Annenle ya da ailenle konuşmak gözünü korkutabilir. Ama onları ikna etmenin yolu, bu ilişkiye ne kadar ciddi baktığını göstermekten geçer. Direkt evlilikten bahsetmek yerine “Hayatımda biri var, beni çok mutlu ediyor, tanımanı isterim” gibi daha yumuşak bir giriş yapabilirsin.
“Maddi olarak güçlü insanlarla tanışabilirim ama Mustafa’dan daha fazla kimse beni sevemez” diyorsun. Bu aslında içindeki ikilemi gösteriyor: güvenli bir hayat mı, yoksa sevgi dolu bir hayat mı? Burada şunu unutmaman önemli: Maddi koşullar değişebilir, iyileşebilir; ama gerçek sevgi her zaman bulunmaz.
Bu kadar yoğun kaygı ve ikilemi tek başına taşımak zor olabilir.
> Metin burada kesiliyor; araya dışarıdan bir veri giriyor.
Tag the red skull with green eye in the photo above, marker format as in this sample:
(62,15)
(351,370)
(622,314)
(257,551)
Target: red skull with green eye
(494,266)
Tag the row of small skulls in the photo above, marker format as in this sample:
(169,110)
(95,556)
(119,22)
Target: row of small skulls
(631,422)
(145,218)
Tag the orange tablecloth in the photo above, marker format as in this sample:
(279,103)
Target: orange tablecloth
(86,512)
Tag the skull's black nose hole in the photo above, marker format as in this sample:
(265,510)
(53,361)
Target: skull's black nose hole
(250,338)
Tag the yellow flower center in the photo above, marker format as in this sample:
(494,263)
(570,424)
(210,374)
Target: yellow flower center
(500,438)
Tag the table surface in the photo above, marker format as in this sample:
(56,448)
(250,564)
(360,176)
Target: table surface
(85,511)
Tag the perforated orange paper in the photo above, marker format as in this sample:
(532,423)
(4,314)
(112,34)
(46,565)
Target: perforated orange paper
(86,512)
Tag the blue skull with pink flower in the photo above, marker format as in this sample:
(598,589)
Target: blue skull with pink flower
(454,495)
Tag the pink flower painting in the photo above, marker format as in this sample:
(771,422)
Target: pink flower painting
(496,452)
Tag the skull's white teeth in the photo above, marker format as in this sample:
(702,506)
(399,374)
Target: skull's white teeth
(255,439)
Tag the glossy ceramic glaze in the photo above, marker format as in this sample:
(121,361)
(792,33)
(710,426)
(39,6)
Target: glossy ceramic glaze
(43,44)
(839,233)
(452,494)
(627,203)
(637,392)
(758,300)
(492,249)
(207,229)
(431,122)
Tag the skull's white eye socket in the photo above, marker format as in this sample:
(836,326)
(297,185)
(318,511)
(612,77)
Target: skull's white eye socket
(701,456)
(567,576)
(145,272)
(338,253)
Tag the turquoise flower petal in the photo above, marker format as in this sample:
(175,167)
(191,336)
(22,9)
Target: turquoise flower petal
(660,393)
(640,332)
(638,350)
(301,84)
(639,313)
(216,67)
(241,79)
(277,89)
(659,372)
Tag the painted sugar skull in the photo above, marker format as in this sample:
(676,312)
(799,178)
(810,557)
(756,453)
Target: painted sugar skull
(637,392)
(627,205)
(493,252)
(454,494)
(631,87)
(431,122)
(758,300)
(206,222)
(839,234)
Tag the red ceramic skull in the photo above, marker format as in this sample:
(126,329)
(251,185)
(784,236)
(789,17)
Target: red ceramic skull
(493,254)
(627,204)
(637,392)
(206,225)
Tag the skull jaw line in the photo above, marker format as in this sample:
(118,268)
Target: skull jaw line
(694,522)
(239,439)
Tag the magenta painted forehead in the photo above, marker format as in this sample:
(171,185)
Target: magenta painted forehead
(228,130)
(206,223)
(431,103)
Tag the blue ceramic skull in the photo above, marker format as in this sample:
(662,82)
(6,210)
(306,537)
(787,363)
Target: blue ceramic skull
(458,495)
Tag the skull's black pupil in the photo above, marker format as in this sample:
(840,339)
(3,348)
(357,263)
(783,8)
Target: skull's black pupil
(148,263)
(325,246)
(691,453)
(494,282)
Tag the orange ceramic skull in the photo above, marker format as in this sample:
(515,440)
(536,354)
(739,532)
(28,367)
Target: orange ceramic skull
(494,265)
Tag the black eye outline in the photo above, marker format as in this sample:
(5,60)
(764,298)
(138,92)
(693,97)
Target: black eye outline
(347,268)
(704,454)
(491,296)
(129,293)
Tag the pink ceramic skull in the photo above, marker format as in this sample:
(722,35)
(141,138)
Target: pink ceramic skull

Bir psikologla sürecini konuşmak, hem aile baskısını yönetmene hem de ilişkin konusunda daha sağlıklı karar vermene yardımcı olur.
Sen aslında çok güçlü birisin. Mustafa ile birlikte geçirdiğin kısa zaman bile sana “ben bu korkuların üstesinden gelebilirim” hissi vermiş. Bu, içindeki dayanıklılığın göstergesi. Korkularını yok sayma, ama onların seni yönetmesine de izin verme. Çünkü kalbinin istediği şeyleri ertelemek seni daha da savurur.
Sevgili danışan, şu an yaşadığın şey aslında kalbinle aklın arasındaki bir çatışma. Kalbin sana Mustafa’yı işaret ediyor, aklın ise riskleri hatırlatıyor. Bu çatışmayı çözmek için zamana, sakin düşünmeye ve açık iletişime ihtiyacın var. Sevgi tek başına yeterli olmayabilir ama güçlü bir başlangıçtır. Önemli olan bu sevgiyi gerçek hayatın koşullarıyla nasıl buluşturacağınız.
Kendine şu soruyu sorarak başlayabilirsin: “Ben korkularımı görmezden gelmeden, Mustafa ile hayatıma nasıl güvenle devam edebilirim?”
Peki senin için en büyük korku hangisi - ailenin onaylamaması mı, maddi zorluklar mı, yoksa uzak mesafenin bir gün ilişkiyi tüketmesi mi?
Umarım cevabım faydalı olmuştur. Değerlendirilmesini istediğin farklı bir soru veya aklına takılanları sorabilirsin.